As you remember, in many of the versions, from eighteenth-century France to Disney, Belle is held hostage by an aggressively male Beast who prevents her from returning home. Here the “beast” is a sad little girl who has lost her way in the woods. Alma empathizes with her completely, asking herself “Where would I be without my home?” Alma patiently leads her new companion back to her origins, heroically guiding her.
Shapiro has written and drawn a setting like no another, one defined by either the abundance or lack of hair. Woods, cliffs, and glens, beards, mustaches, and a willow weeping long, brown tresses form the stark contrast to the Beast’s home. After Alma gets over her shock at “bald” houses and trees that cannot be braided, she adjusts to a new routine. She even learns that the Beast has a name, one oddly similar to her own.
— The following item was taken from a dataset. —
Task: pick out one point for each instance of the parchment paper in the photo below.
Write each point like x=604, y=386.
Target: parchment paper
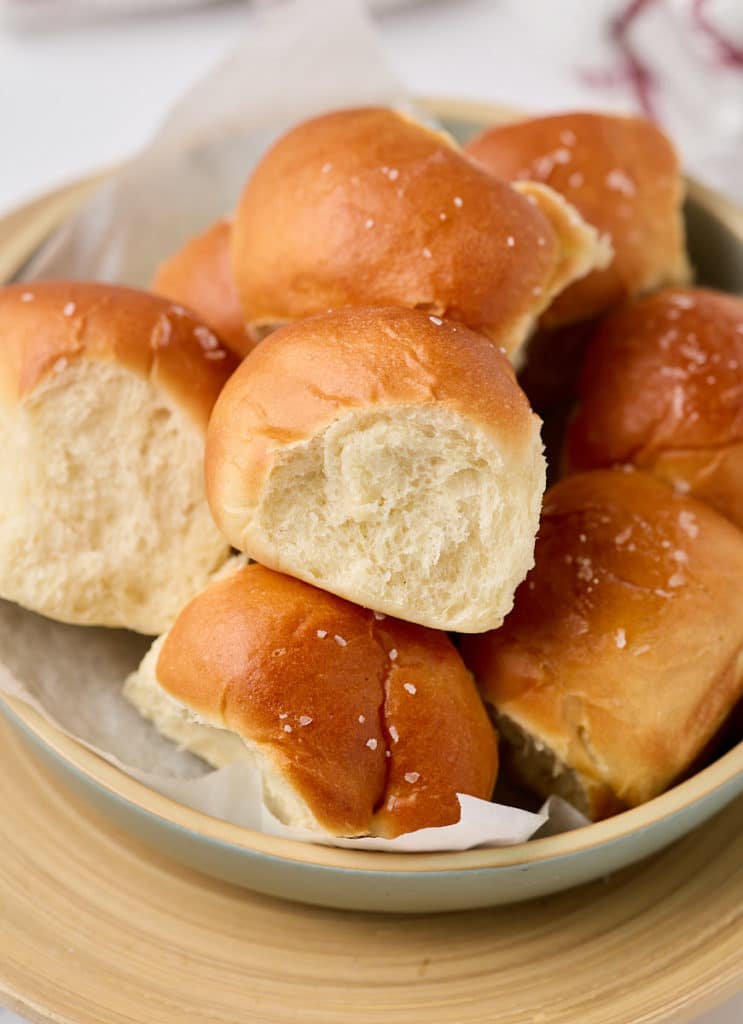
x=300, y=58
Shapiro’s choice of hair as the center of her tale will not seem especially strange to children. Monsters are covered with it, even nice ones. Alma’s perception of her friend as hairless will be a little less familiar to them, but understandable from Alma’s point of view. Mainly, the wild and lush setting of hair as plants and plants as hair sets the book apart from other retellings of Beauty and the Beast. Alma and the Beast’s two bedrooms bookend the story, with Alma waking and the Beast welcoming sleep. Children want both consistency and adventure, and they will find it in this imaginative celebration of difference.